Auditor General of Canada urges upgrades to northern search and rescue
“Significant improvements are needed if they are to continue to adequately respond”
Search and rescue aircraft, personnel and mission-management must be improved to keep the national search and rescue system at current standards for the coming years, the Auditor General of Canada said in his spring report, released April 30.
“Canadian Forces and the Canadian Coast Guard adequately respond to air and marine search and rescue (SAR) incidents,” the report by Michael Ferguson states.
But “significant improvements are needed if they are to continue to adequately respond and provide the necessary personnel, equipment, and information systems to deliver SAR activities effectively,” he said.
Search and rescue operations in Canada’s North are conducted first by local authorities, such as the RCMP, Canadian Rangers, and volunteers.
And, if more assistance is needed, federal authorities with greater resources — the military and the Coast Guard — are called upon, with the Air Force as the lead agency for calls on land.
Nunavut and Nunavik are served by two different search and rescue regions, known as SSRs, one based in Trenton, Ont. and Winnipeg, and the other in Halifax, which serves southern Baffin Island.
From these bases, Hercules aircraft, which are more than 20 years old, respond to calls in the North.
And, according to Ferguson’s report, these aging Hercules lack modern equipment and take longer to service due to shortages in spare parts.
Of the 13 in service for search and rescue, two at a time are in maintenance, which leaves 11 available for service.
As well, the Griffon and Cormorant helicopters now in use are in too short supply to cover operations for the coming years, with the Cormorants in need of upgrades to be better suited to the North, Ferguson said.

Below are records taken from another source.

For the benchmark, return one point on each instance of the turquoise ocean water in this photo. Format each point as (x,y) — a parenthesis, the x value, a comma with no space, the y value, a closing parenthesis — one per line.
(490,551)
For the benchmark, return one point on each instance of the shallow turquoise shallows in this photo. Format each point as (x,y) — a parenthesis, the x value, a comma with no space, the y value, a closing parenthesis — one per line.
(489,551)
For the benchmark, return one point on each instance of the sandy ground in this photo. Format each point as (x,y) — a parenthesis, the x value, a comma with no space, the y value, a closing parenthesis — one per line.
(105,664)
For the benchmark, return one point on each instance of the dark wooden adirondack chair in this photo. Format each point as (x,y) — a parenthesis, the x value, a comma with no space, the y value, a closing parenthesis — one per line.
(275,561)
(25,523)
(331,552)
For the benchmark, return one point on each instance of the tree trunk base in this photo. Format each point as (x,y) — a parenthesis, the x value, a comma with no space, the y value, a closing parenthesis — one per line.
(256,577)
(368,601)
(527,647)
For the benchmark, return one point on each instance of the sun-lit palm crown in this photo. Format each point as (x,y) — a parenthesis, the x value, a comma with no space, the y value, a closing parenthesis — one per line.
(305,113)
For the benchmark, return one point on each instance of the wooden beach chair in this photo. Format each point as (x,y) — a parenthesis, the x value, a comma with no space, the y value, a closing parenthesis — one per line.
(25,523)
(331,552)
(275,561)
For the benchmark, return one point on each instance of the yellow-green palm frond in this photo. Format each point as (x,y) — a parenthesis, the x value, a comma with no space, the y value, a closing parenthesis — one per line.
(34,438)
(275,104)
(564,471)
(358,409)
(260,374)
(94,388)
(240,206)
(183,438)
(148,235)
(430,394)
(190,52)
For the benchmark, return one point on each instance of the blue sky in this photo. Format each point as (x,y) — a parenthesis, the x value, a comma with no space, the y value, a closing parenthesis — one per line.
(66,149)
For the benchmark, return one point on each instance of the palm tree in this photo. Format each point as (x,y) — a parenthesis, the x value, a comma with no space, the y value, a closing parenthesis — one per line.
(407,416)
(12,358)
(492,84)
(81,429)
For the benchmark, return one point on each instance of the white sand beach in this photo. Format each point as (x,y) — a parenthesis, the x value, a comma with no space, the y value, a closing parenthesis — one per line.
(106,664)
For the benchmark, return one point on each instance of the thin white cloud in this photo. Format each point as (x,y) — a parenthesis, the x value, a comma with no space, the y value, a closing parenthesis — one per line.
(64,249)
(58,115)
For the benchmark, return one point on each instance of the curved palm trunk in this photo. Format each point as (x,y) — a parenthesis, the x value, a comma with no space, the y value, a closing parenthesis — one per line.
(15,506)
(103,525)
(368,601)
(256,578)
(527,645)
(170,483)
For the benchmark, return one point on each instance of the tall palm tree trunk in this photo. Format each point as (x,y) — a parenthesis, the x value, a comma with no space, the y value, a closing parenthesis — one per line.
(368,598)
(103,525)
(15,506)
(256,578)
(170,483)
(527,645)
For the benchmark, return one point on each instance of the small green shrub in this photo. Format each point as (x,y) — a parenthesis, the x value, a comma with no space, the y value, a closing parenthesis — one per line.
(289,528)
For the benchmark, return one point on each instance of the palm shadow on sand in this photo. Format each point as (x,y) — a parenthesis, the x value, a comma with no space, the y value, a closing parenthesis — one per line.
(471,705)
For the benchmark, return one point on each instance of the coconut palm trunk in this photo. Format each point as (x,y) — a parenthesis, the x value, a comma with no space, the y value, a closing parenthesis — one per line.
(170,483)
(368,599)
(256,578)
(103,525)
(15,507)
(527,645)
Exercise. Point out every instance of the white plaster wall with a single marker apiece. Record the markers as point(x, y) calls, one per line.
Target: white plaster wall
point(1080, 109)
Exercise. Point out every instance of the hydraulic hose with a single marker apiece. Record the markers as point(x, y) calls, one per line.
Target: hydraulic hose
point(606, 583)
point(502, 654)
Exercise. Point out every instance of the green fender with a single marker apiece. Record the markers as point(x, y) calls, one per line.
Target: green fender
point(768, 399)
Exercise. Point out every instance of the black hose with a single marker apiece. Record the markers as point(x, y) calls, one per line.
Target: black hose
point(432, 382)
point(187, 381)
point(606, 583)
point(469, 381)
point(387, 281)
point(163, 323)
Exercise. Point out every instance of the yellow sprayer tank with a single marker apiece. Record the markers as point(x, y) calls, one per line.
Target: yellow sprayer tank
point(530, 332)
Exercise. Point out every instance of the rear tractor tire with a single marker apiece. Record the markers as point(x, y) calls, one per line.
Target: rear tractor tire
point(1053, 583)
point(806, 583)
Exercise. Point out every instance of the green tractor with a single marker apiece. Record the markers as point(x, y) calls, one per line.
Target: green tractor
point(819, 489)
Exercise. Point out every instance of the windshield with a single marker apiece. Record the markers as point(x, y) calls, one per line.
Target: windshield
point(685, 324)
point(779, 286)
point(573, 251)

“Consequently, the Air Force has little flexibility to meet operational demand and must from time to time call upon other aircraft,” his report states.
In the report, the Department of National Defence said it’s in agreement with the auditor’s recommendation that it acquire new aircraft “best suited for search and rescue activities.” A contract for new aircraft to replace the Hercules aircraft will be awarded in 2014-2015.
Ferguson also makes repeated reference to shortfalls in staffing in federal search and rescue personnel, for both the Air Force and the Coast Guard.
The Air Force, he notes, is short on qualified pilots and flight engineers. Personnel training must improve, with regular updates.
But this has become more challenging due to lack of aircraft to train new recruits, the report states.
“Without an adequate number of available personnel, coverage around the clock is achieved at the expense of training new recruits, professional development of SAR personnel, and leave,” the report said.
On top of a lack of staff to carry out search and rescue, the Search and Rescue Mission Management System is stretched to its limit and due for an upgrade.
Used jointly by the military and Coast Guard, the SMMS provides data and crucial information to Joint Resource Coordination Centres, which manage operations directly.
In the report, DND says “a new, integrated” management system was approved late last year, and that, along with the Department of Fisheries and Oceans, DND has stop-gap solutions in place until the new system goes online.